3 stretched and gessoed canvases, 3D animation with sound, software, video projector, speakers, computer
Artwork by [user-name]

This new body of work is an extension of my previous explorations, in which I created a series of interactive installations and sculptures featuring lifelike 3D animated forms. That work investigated empathy, and the way we come to identify with the objects of our gaze, be they living or technological. In this new work, which I am calling “unspecific objects” (in both parody of, and homage to Donald Judd’s famous essay, Specific Objects), my goal is to use projected 3D animation combined with material forms to create objects that have a strong physical, almost lifelike presence. Despite their simple formal constraints, they elicit an awareness of our process of perception, and the difference between perceiving and knowing. They also expose the anthropomorphism latent in our perception of even the most minimal of objects.
the phenomenology of painting (Albers machine) specifically explores the relationship of abstract painting to spatial illusion. Throughout the last 100 years there has been much discussion of the “nature” of painting, and the relative value of acknowledging the flatness of the picture plane vs. explicitly creating the illusion of depth. This piece both pokes fun at and investigates these stances by creating the illusion of depth in three wall-mounted objects that very closely resemble Joseph Albers' paintings from the series “Homage to the Square.”

Masked Thoughts

wood, mirror, computer with custom software, webcam, video projector, foam board, mic. stands
Artwork by [user-name]

Masked Thoughts is an interactive video installation that allows viewers to try on virtual masks, and think virtual thoughts. The installation is comprised of the following components: a large mirror mounted in a wooden frame, a video projector and video camera mounted on top of the frame, and two projection surfaces mounted on mic stands in front of the mirror. One of the projection surfaces is a mask with eyeholes cut out. The other surface is a thought balloon - comic book style. Both surfaces are front/back symmetric and can be swiveled around to face the other side.

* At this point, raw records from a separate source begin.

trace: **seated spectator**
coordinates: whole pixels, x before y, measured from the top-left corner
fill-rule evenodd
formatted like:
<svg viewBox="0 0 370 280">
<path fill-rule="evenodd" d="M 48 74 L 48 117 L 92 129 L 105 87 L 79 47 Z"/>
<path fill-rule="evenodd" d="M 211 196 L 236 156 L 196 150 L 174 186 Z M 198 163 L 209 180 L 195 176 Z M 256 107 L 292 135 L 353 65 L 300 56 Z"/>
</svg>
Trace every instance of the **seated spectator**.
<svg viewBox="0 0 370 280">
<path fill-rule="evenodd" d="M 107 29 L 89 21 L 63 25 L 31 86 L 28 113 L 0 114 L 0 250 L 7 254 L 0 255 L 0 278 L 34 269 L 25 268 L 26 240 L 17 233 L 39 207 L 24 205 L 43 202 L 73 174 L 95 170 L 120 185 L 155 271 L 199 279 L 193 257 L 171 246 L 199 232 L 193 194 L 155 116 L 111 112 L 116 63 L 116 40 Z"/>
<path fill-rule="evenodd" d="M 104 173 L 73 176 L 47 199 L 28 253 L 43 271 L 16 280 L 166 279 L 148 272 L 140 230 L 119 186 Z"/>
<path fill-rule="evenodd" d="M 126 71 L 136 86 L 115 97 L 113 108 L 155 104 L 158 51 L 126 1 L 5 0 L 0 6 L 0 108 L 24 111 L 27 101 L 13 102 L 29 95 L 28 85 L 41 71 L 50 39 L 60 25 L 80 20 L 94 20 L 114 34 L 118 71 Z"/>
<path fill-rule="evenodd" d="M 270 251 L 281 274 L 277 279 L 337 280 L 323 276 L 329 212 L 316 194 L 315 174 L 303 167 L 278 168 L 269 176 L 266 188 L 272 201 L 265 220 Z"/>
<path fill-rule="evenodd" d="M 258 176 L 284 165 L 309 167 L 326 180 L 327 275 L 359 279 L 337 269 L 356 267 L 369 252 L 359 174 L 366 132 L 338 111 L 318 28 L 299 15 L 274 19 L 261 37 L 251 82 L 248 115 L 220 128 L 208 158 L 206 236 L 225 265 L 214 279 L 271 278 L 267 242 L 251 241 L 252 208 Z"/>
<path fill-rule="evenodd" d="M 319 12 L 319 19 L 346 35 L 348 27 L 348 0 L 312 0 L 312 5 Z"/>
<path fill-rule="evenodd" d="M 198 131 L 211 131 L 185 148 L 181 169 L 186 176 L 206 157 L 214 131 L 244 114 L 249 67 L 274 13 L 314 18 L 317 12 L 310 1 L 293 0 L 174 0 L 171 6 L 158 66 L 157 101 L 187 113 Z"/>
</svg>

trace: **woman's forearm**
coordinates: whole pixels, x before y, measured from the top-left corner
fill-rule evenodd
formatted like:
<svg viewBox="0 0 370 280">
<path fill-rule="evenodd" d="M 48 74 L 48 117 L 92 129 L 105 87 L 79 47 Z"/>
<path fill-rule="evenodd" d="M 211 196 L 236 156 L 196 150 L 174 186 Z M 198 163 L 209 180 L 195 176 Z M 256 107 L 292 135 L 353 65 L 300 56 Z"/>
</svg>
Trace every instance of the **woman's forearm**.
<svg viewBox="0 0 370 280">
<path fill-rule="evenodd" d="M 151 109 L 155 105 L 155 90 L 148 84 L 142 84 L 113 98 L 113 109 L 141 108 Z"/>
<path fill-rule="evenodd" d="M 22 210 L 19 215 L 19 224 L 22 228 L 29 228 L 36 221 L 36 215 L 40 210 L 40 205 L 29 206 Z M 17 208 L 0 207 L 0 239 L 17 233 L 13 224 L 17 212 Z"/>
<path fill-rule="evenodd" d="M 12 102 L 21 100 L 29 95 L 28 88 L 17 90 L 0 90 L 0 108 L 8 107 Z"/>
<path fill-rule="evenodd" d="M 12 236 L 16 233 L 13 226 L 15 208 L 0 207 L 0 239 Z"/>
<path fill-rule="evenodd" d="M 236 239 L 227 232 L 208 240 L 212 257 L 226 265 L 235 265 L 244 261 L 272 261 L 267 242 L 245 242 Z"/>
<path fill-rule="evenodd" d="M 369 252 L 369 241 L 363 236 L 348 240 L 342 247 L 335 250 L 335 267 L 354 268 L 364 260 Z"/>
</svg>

A webcam provides a video feed to the CPU, which scans the area and detects changes to the mask and thought balloon. Swiveling the surfaces cause the projected images to change in real-time. Turn the mask around, see a different face. Turn the thought balloon around, see a different thought. Note that the surfaces can be changed at any time, in any order.

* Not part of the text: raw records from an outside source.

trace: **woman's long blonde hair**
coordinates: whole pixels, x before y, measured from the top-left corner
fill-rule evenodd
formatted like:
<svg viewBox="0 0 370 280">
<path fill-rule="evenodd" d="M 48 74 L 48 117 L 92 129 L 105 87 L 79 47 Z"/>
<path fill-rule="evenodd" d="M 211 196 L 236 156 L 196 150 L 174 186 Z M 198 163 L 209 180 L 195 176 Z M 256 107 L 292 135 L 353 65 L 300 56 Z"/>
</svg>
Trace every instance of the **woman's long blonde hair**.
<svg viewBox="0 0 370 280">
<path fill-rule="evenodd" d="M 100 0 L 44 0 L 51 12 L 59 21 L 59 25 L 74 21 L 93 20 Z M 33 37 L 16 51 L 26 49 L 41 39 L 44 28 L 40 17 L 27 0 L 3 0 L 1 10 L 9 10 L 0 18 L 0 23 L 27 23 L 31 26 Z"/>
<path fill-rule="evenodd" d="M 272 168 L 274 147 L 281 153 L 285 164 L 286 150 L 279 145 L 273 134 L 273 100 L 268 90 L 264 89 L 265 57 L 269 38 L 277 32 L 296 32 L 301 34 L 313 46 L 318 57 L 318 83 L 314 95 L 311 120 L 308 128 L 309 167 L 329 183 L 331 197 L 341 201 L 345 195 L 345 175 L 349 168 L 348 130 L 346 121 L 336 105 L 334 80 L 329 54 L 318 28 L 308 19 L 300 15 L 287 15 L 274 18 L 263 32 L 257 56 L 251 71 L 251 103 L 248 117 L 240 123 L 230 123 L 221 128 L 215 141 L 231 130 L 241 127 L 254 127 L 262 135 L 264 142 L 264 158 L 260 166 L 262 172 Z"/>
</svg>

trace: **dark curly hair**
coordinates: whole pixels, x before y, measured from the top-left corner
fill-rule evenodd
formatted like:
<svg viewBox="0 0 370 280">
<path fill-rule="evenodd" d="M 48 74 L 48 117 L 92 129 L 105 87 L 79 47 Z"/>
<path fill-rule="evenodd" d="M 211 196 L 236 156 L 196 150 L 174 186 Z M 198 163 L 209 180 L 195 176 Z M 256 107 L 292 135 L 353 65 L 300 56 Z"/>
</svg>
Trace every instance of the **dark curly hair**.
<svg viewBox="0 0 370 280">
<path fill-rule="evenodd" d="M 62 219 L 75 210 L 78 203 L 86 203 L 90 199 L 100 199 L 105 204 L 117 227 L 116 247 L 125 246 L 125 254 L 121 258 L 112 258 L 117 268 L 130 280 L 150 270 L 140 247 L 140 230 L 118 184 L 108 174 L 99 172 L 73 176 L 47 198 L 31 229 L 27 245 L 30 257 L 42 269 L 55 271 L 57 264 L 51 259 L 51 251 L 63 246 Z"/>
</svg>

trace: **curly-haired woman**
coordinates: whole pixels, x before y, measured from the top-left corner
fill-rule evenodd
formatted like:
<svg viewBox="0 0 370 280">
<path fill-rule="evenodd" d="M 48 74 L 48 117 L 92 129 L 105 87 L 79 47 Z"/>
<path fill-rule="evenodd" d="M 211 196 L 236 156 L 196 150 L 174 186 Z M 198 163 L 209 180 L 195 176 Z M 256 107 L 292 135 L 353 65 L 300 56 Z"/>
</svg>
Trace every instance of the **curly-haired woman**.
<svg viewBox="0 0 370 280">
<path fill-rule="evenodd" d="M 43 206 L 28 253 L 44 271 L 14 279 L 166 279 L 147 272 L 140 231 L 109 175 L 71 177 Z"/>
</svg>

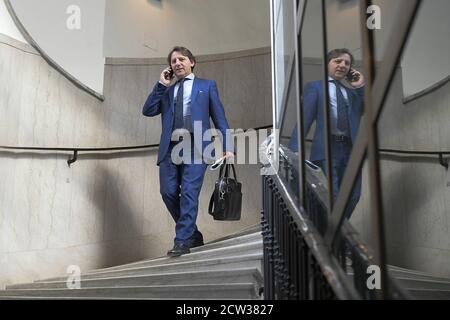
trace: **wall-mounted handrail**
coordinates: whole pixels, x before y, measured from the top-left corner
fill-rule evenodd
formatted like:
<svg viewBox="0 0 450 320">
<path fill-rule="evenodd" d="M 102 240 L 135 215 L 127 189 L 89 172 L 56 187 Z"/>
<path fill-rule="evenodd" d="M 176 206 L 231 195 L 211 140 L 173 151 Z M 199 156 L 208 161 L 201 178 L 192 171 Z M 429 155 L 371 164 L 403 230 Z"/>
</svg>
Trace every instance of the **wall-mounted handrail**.
<svg viewBox="0 0 450 320">
<path fill-rule="evenodd" d="M 103 152 L 103 151 L 126 151 L 137 149 L 148 149 L 159 147 L 159 144 L 149 144 L 142 146 L 128 146 L 128 147 L 112 147 L 112 148 L 43 148 L 43 147 L 10 147 L 0 146 L 0 149 L 5 150 L 23 150 L 23 151 L 70 151 L 73 153 L 73 157 L 67 160 L 67 164 L 70 165 L 78 160 L 78 152 Z"/>
<path fill-rule="evenodd" d="M 406 155 L 419 155 L 419 156 L 438 156 L 439 164 L 446 170 L 449 168 L 449 163 L 444 159 L 444 156 L 450 155 L 450 151 L 408 151 L 408 150 L 395 150 L 395 149 L 379 149 L 379 152 L 389 154 L 406 154 Z"/>
<path fill-rule="evenodd" d="M 254 131 L 259 131 L 263 129 L 271 129 L 272 125 L 252 128 Z M 247 129 L 249 130 L 249 129 Z M 245 130 L 245 131 L 247 131 Z M 104 151 L 126 151 L 126 150 L 139 150 L 139 149 L 152 149 L 159 147 L 159 144 L 148 144 L 141 146 L 126 146 L 126 147 L 111 147 L 111 148 L 52 148 L 52 147 L 11 147 L 11 146 L 1 146 L 0 149 L 5 150 L 23 150 L 23 151 L 70 151 L 73 153 L 72 158 L 67 160 L 67 164 L 70 165 L 77 161 L 78 152 L 104 152 Z"/>
</svg>

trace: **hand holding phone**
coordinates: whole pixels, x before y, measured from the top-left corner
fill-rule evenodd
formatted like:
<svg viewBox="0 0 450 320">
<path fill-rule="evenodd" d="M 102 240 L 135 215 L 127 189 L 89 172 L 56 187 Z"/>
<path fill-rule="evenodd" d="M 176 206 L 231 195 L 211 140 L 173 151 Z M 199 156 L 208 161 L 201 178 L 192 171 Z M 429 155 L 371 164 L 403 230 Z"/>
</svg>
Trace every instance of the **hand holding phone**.
<svg viewBox="0 0 450 320">
<path fill-rule="evenodd" d="M 173 79 L 173 70 L 171 67 L 167 71 L 164 71 L 164 78 L 166 80 L 172 80 Z"/>
<path fill-rule="evenodd" d="M 165 86 L 169 86 L 173 79 L 173 70 L 171 67 L 165 68 L 159 75 L 159 81 Z"/>
<path fill-rule="evenodd" d="M 353 87 L 353 88 L 361 88 L 365 84 L 364 75 L 356 69 L 350 69 L 345 80 Z"/>
<path fill-rule="evenodd" d="M 350 71 L 345 76 L 345 79 L 348 82 L 352 83 L 352 82 L 358 81 L 360 77 L 361 77 L 361 74 L 358 71 L 356 71 L 355 69 L 350 69 Z"/>
</svg>

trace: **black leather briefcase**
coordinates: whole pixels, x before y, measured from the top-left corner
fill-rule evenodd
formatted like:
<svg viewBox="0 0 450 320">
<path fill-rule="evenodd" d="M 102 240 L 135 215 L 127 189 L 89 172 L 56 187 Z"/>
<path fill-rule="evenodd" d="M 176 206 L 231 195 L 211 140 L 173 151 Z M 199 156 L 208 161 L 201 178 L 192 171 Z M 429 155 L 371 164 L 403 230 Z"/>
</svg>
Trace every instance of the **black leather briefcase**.
<svg viewBox="0 0 450 320">
<path fill-rule="evenodd" d="M 234 179 L 229 176 L 230 169 L 233 170 Z M 221 165 L 219 180 L 216 181 L 208 207 L 208 213 L 214 217 L 214 220 L 233 221 L 241 219 L 241 187 L 242 184 L 237 181 L 234 165 Z"/>
</svg>

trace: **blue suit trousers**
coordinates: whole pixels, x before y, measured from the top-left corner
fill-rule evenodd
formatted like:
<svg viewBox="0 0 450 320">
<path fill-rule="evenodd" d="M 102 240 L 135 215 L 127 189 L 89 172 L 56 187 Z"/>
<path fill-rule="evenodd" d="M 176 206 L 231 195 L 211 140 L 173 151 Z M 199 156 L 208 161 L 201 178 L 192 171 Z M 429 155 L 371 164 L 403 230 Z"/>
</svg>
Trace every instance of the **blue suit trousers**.
<svg viewBox="0 0 450 320">
<path fill-rule="evenodd" d="M 196 221 L 198 198 L 207 165 L 204 162 L 194 164 L 194 161 L 191 164 L 173 163 L 171 153 L 176 143 L 170 143 L 166 156 L 159 164 L 160 193 L 176 223 L 174 243 L 190 245 L 194 239 L 203 241 Z"/>
<path fill-rule="evenodd" d="M 336 200 L 339 188 L 342 183 L 342 178 L 345 174 L 345 169 L 347 169 L 347 164 L 350 159 L 352 151 L 352 143 L 350 141 L 333 141 L 331 143 L 331 154 L 332 154 L 332 164 L 331 164 L 331 178 L 333 179 L 333 200 Z M 325 160 L 313 161 L 315 165 L 320 167 L 322 171 L 327 174 L 327 167 Z M 353 185 L 352 193 L 350 195 L 350 199 L 347 202 L 347 206 L 345 208 L 345 217 L 350 219 L 353 210 L 359 202 L 359 198 L 361 197 L 361 173 L 359 173 L 356 178 L 356 182 Z"/>
</svg>

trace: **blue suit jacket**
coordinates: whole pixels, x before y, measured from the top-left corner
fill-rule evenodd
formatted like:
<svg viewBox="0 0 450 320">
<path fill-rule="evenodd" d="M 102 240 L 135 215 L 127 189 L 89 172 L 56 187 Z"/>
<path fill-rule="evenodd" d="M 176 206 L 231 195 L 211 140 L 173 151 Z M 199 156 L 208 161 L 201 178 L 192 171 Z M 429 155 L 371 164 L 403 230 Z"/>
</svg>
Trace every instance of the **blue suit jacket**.
<svg viewBox="0 0 450 320">
<path fill-rule="evenodd" d="M 171 141 L 175 114 L 174 89 L 175 84 L 166 87 L 158 82 L 148 96 L 142 110 L 142 113 L 148 117 L 161 114 L 162 133 L 158 150 L 158 165 L 166 156 Z M 194 78 L 191 94 L 191 115 L 193 121 L 192 128 L 194 128 L 194 121 L 201 121 L 202 136 L 206 130 L 211 128 L 209 122 L 211 117 L 215 127 L 222 133 L 223 150 L 233 150 L 232 140 L 227 136 L 227 129 L 229 129 L 229 126 L 227 119 L 225 118 L 223 105 L 220 102 L 215 81 L 197 77 Z M 210 141 L 203 141 L 202 150 L 199 151 L 203 153 L 203 150 L 210 143 Z M 228 146 L 228 144 L 230 144 L 230 146 Z"/>
<path fill-rule="evenodd" d="M 324 115 L 324 92 L 323 81 L 309 82 L 305 86 L 303 98 L 304 112 L 304 133 L 308 133 L 311 125 L 316 121 L 316 130 L 311 149 L 311 161 L 325 160 L 325 115 Z M 348 116 L 350 122 L 350 134 L 352 141 L 355 141 L 358 134 L 359 123 L 364 112 L 364 88 L 346 88 L 350 106 Z M 292 151 L 298 151 L 297 126 L 292 133 L 289 142 Z"/>
</svg>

A variety of recognizable faces are available to try on: politicians, historical figures, entertainers, etc.

Underneath the Skin V.2

Computer, screen and matte
Artwork by [user-name]

Underneath the Skin challenges our personal suppositions of soul and what remains after the body is gone. Without a body, we are neither male, female, short, tall, pretty, frail, hungry, tired, cold, amorous athletic, nor forgetful. As the body may be thought of as a temporary skin that houses the soul, then what is the nature of what lies underneath the skin? The multiplicity of meanings of the term "skin" and its psychological components are mirrored in de-familiarized skin imagery and abbreviated digitization. Forming meaning from the fast-moving text is similar to the activity that one engages in while trying to determine the nature of oneself by decoding and arranging the clues and events that occur over the time span of experience.